My understanding is that if your health is reasonably good the medicare advantage plans are your best bet, but when things go downhill they can be a problem. With HMOs the approval process can interfere with getting prompt care.
 
The problem that most people have with M4A is that they envision it being implemented more or less as Medicare is now, just for everyone. That would maybe work, but it would better to overhaul the system to a true UHC, IMO.

Because Medicare sprang up in the already existing market that was ruled by employer/private insurance, it doesn't really work like it could. The big difference is that costs at the provider level aren't really controlled in a meaningful way. It's capitalism...charge as much as the market will bear.

The classic examples of picking some medical procedure in another country with UHC compared to the US. You could usually afford to fly to that other country, get a 2 week vacation, and still get your issue (broken arm, major surgery, etc) taken care of. A broken arm doesn't need to cost $6k like it does in the US. We need to get out of that mindset before any meaningful change can happen.

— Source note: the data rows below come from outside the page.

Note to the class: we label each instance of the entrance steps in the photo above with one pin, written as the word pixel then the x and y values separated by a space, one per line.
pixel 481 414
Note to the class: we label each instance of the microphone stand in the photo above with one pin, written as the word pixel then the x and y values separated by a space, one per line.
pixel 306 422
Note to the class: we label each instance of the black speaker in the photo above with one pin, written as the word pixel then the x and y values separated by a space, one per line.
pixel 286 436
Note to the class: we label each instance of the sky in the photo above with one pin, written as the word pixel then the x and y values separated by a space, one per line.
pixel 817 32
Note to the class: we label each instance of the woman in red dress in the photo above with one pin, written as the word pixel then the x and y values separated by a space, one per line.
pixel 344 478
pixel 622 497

Costs need to be regulated (and we can use other countries for good guidelines) and eliminate so much of the current waste in the system. Something like 2/3 of medical expenses go to paperwork largely due to the non-standardized billing from all the private insurers.

Something to keep in mind with medical tourism--while the care might appear to be western-level their ability to deal with something going wrong is almost certainly nowhere near western level.